Saturday, 23 January 2010

“Roman Fever” – Edith Wharton – A Critical Appreciation


Edith Wharton was born near Washington Square to wealthy and distinguished parents rooted in colonial times. She was educated privately at home and abroad acquiring an early command of foreign languages and an easy familiarity with English and continental society. Her first writings were poems published anonymously in 1880. At 23, she married Edward Wharton of Boston. They lived, at first, in New York city, then successively in New Port, Rhode Island and Lennox, Massachusetts, with frequent visits to Europe. In 1907 she settled permanently in France.

Her ethical sense, her poetic sensibility and compression were evident in her first collection of stories – The Greater Inclination (1899).
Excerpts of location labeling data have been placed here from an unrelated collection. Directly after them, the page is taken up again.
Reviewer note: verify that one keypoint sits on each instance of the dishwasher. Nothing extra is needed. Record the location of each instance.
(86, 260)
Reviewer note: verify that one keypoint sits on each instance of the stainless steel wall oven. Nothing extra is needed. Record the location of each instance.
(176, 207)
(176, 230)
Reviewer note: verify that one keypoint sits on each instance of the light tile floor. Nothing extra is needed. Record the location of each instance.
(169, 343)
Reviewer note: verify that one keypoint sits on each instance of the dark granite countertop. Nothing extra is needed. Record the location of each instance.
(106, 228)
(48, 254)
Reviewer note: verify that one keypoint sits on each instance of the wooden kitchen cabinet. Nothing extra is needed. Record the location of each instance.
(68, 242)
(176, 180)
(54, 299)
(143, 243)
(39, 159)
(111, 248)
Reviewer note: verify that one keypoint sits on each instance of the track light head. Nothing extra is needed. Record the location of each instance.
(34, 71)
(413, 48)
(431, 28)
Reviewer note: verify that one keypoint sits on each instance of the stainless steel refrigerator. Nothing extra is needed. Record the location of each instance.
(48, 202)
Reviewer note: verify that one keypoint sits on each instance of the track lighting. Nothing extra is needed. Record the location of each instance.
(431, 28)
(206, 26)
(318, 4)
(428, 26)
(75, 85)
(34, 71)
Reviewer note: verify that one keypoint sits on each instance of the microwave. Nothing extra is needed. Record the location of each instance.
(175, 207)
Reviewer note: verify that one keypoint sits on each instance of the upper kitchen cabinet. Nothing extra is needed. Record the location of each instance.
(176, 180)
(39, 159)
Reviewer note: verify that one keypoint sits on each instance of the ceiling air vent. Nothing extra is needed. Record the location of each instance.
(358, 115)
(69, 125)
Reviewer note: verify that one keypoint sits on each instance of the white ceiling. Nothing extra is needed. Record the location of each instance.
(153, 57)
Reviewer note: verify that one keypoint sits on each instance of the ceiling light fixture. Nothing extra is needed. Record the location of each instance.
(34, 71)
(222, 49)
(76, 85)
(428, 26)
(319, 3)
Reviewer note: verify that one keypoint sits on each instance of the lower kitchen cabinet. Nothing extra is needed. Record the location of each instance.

Her other works include – The Valley of Decision (1902), The Descent of man (1904), The House of Mirth (1905), Ethan Frome (1911), The Fruit of the Free (1915) and The Tales of Men and Ghosts (1910). The Tales of Men and Ghosts contains some of her best stories of the supernatural. During the war years she gave much of her energy to the organisation of relief activities. Fighting France (1915) and The Main (1918) are war novels. After the war Edith Wharton returned to New York. The Age of Innocence (1920), her greatest novel, was awarded the Pulitzer Prize and has remained a landmark.

Edith Wharton’s stories were centered upon the changing society of New York city during her own lifetime. She viewed this genteel, formalised society with a woman’s eye; and being primarily a satirist, she was interested in the dynamics of the society itself.

The setting of the short story “Roman Fever” is important, simply because it symbolises the emotional state of the two principal characters – Mrs. Alida Slade and Mrs. Grace Ansley. The setting revives memories for “two American ladies of ripe but well-cared for middle age.” They have come back to Rome for a holiday in the company of their younger daughters.